Revisit part one here
Swift’s immersive visual snippets, playful rhythms, and gluttonous vocabulary make her a praiseworthy songwriter. Over the years we’ve seen her move away from template means of execution—no longer the final chorus always repeated and fading—so the tight, confident walk generated through experimentation in “Hits Different”, particularly within a permissive field like pop, isn’t surprising. But the quality of thorough resolution in this track surprises. No one said getting through the night lands on a high note.
I’m curious about how I lived it and how it faded. I’m more curious about how a song explicitly about missing someone was effective in holding a moment of fruit and flower closer—and not at all because of the threat of loss later on.
Is it within the reaching traditions—that final excellently ridiculous expulsion, “…to take me AWAAAAY”? Is it within the simpler synths, low but cradling in the mix, a kind of lonesome raw part embedded in you that knows the only way to it is through it? Is it, as for me it tends to be, within a tender surprise (also found in “Anti-Hero”) of a third verse: “Is that your key in the door/is it okay?”
I said I lived it and it faded; what I meant is that it held its time and now when I listen it’s less for a caplet of memory and more because once you’re in you’re in. Perhaps this is elemental to crush music; perhaps I’m appreciative of a time-stamp (having doused my hours in “shit my friends say to get me by” the day it was released); or perhaps I’m learning much about how each session of the gut’s shakings responds to different cadres.

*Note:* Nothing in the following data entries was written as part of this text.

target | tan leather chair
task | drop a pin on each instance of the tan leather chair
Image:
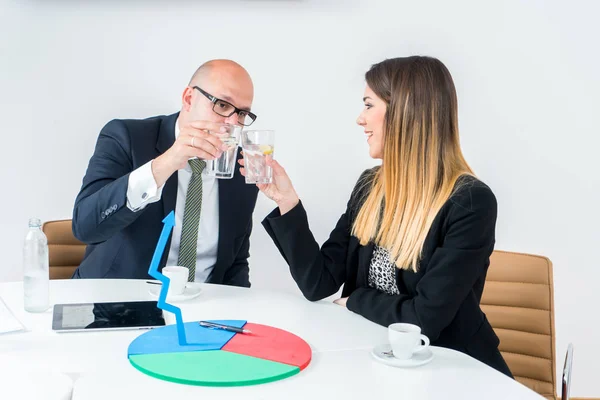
(65, 252)
(518, 300)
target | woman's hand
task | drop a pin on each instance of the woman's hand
(281, 190)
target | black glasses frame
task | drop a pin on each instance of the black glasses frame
(236, 110)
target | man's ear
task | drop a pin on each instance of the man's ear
(186, 99)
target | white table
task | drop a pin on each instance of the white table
(341, 341)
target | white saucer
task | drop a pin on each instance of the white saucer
(190, 292)
(420, 358)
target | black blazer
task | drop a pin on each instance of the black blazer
(442, 297)
(121, 242)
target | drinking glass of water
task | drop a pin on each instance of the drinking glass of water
(257, 145)
(224, 166)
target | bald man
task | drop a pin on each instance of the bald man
(141, 170)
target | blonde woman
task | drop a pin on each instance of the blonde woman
(414, 243)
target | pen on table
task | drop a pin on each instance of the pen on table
(229, 328)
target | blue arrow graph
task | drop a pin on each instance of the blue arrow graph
(168, 222)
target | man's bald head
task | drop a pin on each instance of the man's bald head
(223, 79)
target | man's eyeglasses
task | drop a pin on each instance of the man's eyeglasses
(226, 109)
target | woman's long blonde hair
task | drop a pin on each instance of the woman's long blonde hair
(422, 159)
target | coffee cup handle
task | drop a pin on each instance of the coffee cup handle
(423, 346)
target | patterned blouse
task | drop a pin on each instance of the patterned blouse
(382, 272)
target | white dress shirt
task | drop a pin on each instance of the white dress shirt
(142, 191)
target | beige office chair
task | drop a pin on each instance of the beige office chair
(566, 375)
(518, 300)
(65, 252)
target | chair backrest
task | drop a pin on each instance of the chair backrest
(566, 376)
(65, 252)
(518, 300)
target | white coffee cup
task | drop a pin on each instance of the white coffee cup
(405, 340)
(178, 279)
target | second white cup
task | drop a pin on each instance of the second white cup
(405, 340)
(178, 276)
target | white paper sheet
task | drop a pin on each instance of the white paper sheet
(8, 322)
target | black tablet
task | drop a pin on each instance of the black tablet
(106, 316)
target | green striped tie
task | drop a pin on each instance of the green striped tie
(191, 219)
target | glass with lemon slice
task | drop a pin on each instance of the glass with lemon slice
(257, 145)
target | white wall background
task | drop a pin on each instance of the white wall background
(527, 80)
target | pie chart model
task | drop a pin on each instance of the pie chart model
(214, 357)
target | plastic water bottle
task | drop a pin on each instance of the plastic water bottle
(36, 271)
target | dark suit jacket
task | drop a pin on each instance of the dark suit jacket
(442, 297)
(121, 242)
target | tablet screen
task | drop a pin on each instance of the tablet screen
(107, 316)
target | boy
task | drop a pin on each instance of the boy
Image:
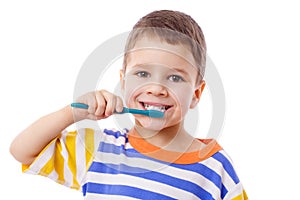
(163, 70)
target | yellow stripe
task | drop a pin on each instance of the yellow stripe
(89, 146)
(242, 196)
(71, 148)
(59, 163)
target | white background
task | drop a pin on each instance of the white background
(254, 44)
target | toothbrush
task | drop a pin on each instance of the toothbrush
(149, 113)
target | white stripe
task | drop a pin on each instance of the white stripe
(53, 175)
(141, 183)
(80, 157)
(150, 165)
(234, 192)
(42, 160)
(93, 196)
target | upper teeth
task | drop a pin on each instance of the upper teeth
(158, 108)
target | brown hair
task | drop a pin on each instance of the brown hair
(173, 27)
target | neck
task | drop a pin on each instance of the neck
(173, 138)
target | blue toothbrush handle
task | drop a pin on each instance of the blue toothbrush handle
(150, 113)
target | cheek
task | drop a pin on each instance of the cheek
(130, 92)
(183, 97)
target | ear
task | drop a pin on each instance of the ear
(197, 94)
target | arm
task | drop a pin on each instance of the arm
(30, 142)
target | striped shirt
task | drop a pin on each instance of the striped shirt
(114, 164)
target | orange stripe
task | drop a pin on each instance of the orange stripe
(47, 168)
(152, 151)
(242, 196)
(71, 147)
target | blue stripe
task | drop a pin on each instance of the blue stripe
(151, 175)
(124, 191)
(204, 171)
(227, 166)
(132, 153)
(116, 134)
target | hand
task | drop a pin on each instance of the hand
(102, 104)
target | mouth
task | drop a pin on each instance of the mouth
(155, 106)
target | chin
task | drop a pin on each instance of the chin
(151, 123)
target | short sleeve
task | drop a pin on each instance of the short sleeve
(66, 158)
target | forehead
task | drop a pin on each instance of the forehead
(149, 51)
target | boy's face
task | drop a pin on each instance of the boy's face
(162, 77)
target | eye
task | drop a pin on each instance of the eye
(142, 74)
(176, 78)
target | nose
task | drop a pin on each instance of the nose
(156, 90)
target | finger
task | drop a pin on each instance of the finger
(101, 104)
(92, 103)
(110, 103)
(119, 104)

You could tack it—cherishing this piece for its capacity to hold love’s early hints, even if shuttered soon for further orders—down onto the closing harmonies, or the frankness of the problem and its resolution making for an empathetic chorus, or the different uses of Swift’s voice as spatial constructor. It’s an inviting, quick-footed place to stay generally: that you so happen to use it for your own gains is happenstance. I think I’ll harp once more on the contrast between prominence and promise: ostensibly about rupture, it resounds into golden yearn.